As part of this initial release, we cover C++ and Python.
This data was collected as part of our work on the paper called TASTY, published at the ICLR DL4Code workshop, a few years back.
We scraped the data from the popular coding website called GeeksForGeeks (GFG). It is under the CCBY license.
We published this paper before the advent of ChatGPT, so this is not recent by any means and things on the GFG website might have changed since we scraped the data. There was also a lot of manual work that went into correcting the scraped data and putting it into the format that we needed it to be, so some of the complexities might not be exactly what you see on the GFG website.
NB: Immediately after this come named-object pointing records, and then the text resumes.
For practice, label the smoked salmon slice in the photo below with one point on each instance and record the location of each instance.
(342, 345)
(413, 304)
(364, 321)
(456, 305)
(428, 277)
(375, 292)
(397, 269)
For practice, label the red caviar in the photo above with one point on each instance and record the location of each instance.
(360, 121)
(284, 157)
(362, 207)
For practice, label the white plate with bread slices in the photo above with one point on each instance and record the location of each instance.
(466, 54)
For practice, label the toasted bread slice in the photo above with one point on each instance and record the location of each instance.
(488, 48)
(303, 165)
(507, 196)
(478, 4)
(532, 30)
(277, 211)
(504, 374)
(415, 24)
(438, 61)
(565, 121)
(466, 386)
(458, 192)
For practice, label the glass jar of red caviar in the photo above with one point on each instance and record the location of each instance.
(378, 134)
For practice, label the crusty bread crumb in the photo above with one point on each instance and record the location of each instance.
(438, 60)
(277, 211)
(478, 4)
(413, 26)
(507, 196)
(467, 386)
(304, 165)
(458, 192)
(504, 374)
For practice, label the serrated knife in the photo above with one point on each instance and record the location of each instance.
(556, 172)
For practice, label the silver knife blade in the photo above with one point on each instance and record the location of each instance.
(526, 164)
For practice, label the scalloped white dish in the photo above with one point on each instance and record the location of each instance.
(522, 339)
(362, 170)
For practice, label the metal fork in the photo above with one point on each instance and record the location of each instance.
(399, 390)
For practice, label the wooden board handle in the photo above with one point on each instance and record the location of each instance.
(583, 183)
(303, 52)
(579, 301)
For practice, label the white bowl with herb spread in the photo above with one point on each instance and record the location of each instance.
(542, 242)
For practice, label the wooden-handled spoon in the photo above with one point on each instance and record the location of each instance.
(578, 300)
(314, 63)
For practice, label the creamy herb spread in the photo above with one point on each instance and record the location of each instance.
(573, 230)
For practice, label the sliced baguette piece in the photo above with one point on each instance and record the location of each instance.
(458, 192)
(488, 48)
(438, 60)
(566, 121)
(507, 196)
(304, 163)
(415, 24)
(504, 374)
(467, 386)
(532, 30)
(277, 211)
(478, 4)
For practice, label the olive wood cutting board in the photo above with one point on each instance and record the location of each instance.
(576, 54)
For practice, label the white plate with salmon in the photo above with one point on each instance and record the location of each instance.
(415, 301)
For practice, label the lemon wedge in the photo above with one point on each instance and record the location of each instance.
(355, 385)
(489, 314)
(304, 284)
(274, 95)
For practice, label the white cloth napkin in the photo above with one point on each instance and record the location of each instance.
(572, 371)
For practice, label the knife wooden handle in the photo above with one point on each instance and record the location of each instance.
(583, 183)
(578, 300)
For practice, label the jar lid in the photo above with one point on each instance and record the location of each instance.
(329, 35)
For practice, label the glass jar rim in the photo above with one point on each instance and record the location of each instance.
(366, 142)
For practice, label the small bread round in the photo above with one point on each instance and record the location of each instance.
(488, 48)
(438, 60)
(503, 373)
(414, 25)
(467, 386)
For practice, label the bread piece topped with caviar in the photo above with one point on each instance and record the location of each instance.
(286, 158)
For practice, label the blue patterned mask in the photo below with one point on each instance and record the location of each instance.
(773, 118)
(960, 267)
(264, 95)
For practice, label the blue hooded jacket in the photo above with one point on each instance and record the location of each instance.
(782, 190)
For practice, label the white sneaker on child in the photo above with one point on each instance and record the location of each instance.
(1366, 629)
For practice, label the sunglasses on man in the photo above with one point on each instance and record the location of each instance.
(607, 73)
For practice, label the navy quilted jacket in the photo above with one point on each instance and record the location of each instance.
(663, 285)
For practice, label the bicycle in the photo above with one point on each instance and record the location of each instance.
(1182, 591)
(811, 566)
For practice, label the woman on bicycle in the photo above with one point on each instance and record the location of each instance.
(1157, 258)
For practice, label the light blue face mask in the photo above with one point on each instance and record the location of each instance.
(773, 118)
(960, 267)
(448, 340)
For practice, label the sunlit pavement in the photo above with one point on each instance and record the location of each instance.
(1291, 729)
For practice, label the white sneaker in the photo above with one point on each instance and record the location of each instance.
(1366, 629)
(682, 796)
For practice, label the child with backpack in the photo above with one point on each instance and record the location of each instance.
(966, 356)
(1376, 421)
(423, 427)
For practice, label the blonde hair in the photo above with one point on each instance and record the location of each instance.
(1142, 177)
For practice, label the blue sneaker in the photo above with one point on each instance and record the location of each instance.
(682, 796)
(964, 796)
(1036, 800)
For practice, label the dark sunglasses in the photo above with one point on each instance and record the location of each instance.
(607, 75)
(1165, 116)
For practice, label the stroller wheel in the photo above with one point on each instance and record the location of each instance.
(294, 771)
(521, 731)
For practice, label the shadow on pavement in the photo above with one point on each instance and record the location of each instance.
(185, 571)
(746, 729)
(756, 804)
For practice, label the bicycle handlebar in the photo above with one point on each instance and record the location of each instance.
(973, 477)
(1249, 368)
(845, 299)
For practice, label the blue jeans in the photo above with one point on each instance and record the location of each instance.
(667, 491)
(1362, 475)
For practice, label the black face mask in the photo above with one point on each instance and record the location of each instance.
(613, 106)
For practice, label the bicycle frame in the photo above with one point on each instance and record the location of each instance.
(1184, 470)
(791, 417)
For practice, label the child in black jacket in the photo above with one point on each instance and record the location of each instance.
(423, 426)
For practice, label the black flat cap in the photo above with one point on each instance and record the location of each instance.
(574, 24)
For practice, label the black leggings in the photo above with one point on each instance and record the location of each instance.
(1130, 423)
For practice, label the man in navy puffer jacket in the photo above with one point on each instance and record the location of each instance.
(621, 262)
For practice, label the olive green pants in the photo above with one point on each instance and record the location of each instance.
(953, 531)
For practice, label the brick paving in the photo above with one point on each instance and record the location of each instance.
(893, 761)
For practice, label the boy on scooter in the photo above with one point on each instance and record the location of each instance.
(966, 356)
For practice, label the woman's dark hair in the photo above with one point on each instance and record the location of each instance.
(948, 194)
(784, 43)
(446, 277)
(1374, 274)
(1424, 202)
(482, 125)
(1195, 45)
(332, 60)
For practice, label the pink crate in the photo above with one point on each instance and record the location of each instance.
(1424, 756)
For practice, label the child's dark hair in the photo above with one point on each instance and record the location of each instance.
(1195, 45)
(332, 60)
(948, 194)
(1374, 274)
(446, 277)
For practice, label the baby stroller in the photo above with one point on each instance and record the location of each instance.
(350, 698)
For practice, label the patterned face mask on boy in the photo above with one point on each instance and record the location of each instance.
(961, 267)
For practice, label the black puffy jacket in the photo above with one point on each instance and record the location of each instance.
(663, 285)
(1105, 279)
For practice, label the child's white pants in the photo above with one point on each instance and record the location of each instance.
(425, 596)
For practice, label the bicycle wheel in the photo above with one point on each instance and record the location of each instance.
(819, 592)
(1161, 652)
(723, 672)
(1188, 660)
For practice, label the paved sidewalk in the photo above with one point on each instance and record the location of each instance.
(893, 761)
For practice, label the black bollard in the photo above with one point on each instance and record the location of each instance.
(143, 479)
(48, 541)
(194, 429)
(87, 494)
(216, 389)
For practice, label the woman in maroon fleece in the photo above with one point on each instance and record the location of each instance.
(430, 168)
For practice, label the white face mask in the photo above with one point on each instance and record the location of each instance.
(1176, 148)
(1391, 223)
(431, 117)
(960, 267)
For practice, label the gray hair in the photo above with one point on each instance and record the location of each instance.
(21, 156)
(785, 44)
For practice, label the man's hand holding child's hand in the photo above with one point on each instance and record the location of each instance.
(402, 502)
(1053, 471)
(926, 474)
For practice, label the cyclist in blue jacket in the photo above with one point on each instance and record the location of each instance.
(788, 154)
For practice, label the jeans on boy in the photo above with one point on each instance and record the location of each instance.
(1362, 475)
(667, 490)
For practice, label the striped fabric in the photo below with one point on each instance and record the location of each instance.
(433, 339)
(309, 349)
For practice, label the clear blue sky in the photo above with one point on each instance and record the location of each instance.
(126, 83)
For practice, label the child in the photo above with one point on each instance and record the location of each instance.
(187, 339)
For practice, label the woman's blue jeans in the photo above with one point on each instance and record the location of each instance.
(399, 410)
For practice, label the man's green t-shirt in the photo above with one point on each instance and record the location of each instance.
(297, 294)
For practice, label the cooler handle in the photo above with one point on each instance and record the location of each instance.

There is work being undertaken on the next version of the paper, where we plan to expand to dataset to several more languages and a lot more examples. Probably 10x more samples for 4-5 more languages. There will be a fundamental change in the tone of the work as well since TASTY was published before the ChatGPT, LLMs were not as popular then.
Dataset Details
There are more than 1000 but less than 2000 codes and their space + time complexity.
Dataset Sources
- Repository: Private, will be made public after the next version of the paper is published,.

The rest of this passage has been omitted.